One of the most fundamental truths of Christian apologetics is that every person is born with a clear knowledge of God. I don’t mean that every person has knowledge of a God, but that each individual knows the God who created him. This idea seems counter-intuitive, for we all know or know of people who are atheistic, or at least agnostic, and would deny even belief in a God, let alone knowledge of one. Even many religious people would be hesitant to say that they know God. Yet Romans 1:18-21 tells us that God has revealed himself to every person, that such knowledge of God is plain because God has shown it to them, that the divine attributes are clearly perceived, and finally, that people know God, yet suppress that knowledge. We can conclude, therefore, that every person is either in a relationship of wrath with God, or a relationship of grace. Theologians call this knowledge of God the sensus divinitatis, or sense of divinity. This knowledge of God is implanted into every human being and confirmed by creation and providence.

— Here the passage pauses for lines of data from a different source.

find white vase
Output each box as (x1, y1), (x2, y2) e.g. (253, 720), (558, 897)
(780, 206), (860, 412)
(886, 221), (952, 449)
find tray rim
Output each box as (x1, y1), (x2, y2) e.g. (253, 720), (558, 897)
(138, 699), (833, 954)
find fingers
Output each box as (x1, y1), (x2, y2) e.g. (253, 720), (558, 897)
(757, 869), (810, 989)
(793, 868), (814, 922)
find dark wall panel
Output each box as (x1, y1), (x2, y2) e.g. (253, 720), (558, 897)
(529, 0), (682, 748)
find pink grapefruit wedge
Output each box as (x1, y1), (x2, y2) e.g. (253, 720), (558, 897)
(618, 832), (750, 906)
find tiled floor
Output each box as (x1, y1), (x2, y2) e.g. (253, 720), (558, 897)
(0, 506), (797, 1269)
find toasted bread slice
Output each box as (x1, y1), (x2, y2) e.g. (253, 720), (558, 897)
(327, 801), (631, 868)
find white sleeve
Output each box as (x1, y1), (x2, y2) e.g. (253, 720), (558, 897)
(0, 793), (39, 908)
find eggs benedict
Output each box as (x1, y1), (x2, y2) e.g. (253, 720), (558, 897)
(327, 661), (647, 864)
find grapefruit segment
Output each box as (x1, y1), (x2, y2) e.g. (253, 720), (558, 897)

So when we encounter someone who denies belief in God, or rejects knowing him through Christ, we are dealing with a person who is suppressing the truth in unrighteousness. This suppression takes many forms, from outright denial to bitterness against God; from false and pagan notions about God to pious attempts to make God in one’s own image. Yet, every day that clear and distinct knowledge of God bubbles up within the unbeliever, and to make it through the day, he must push down that rising sense of God.

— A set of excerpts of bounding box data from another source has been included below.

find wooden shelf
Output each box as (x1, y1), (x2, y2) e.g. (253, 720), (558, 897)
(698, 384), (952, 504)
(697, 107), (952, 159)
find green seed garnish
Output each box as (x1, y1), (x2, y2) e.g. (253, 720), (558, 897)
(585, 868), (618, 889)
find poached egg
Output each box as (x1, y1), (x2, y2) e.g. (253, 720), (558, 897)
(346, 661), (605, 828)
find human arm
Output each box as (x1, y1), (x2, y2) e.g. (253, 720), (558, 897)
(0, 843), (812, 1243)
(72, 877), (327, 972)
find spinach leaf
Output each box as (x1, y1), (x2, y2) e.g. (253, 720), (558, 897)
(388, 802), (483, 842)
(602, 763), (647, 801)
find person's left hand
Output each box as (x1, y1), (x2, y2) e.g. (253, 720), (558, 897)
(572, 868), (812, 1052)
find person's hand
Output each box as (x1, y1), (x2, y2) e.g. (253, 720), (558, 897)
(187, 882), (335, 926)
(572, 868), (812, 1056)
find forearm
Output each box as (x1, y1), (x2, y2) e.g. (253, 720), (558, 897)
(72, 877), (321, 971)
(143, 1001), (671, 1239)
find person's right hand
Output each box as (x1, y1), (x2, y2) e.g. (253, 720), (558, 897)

John Calvin described it this way:
There is within the human mind, and indeed by natural instinct, an awareness of divinity. This we take to be beyond controversy. To prevent anyone from taking refuge in the pretense of ignorance, God himself has implanted in all men a certain understanding of his divine majesty. Ever renewing its memory, he repeatedly sheds fresh drops. Since, therefore, men one and all perceive that there is a God and that he is their Maker, they are condemned by their own testimony because they have failed to honor him and to consecrate their lives to his will. (Institutes, 1:3:1)

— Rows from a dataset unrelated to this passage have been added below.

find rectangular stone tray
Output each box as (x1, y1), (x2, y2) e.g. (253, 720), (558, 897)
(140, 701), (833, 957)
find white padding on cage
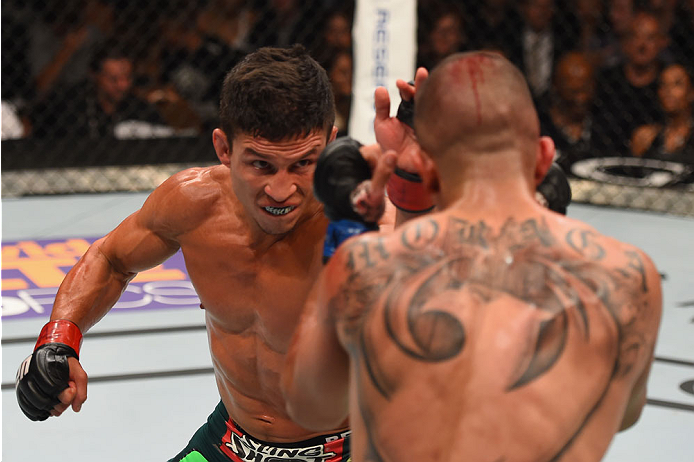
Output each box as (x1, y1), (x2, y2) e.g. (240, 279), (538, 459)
(349, 0), (417, 144)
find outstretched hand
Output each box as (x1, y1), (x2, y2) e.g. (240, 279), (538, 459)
(351, 144), (398, 223)
(374, 67), (429, 173)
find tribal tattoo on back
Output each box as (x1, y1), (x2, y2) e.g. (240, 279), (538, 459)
(330, 217), (649, 461)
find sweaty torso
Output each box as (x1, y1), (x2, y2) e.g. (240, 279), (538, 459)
(333, 207), (654, 462)
(177, 167), (338, 442)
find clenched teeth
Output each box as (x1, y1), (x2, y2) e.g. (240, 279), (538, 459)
(263, 206), (295, 215)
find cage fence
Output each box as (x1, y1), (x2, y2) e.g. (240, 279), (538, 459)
(0, 0), (694, 216)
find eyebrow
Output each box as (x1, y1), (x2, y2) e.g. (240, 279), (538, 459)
(242, 148), (318, 162)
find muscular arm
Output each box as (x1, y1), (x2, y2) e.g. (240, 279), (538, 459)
(51, 174), (200, 332)
(282, 247), (349, 431)
(619, 247), (663, 431)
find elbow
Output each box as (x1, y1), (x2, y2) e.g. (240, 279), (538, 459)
(618, 389), (646, 432)
(618, 406), (643, 432)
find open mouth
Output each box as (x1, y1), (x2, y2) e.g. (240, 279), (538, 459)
(263, 205), (296, 217)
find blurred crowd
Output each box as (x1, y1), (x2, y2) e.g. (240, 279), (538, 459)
(1, 0), (694, 169)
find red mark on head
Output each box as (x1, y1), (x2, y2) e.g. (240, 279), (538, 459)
(452, 55), (489, 125)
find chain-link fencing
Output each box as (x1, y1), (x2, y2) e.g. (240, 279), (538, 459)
(0, 0), (694, 216)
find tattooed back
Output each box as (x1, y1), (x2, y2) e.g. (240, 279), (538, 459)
(330, 211), (661, 462)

[God] not only sowed in men’s minds that seed of religion of which we have spoken, but revealed himself and daily discloses himself in the whole workmanship of the universe. As a consequence, men cannot open their eyes without being compelled to see him…wherever you cast your eyes, there is no spot in the universe wherein you cannot discern at least some sparks of his glory. (Institutes, 1:5:1)
This truth has profound implications for the gospel. First, I do not need to prove the existence of God when speaking with an unbeliever. What I do need to do is discern ways that he is suppressing the knowledge of God in his life. Most unbelievers absolutely reek with suppression in some form. That is where I begin to shine the truth of the gospel. Second, although I need to understand the unbeliever’s belief system to some degree, ultimately every unbeliever shares some basic similarities regarding their need of the gospel. Third, although I may use different evangelistic and apologetic strategies in presenting the gospel, I can rest assured that the gospel, as simple as it may seem, is universal enough to be the one message that I will ultimately stress with any unbeliever.
I have found this truth to be liberating to my evangelism. I can approach any unbeliever confidently knowing that when I talk about God, I am telling him things that he already intuitively knows, even though he may reject it. Between this implanted knowledge of God and the perceived creation, he is a person in active rebellion against God. By presenting the gospel as revealed in Scripture, I am applying the one cure to his depraved heart. Though he may reject the gospel, I know that he knows it is the truth and that he needs it.
The sensus divinitatis reminds us that we are dwelling in a world of truth suppressors who desperately need the truth to be presented over and over again to them. With this truth firmly embedded in our hearts we can boldly share the gospel with anyone we meet. May God grant us a firm and unbending grasp of this truth!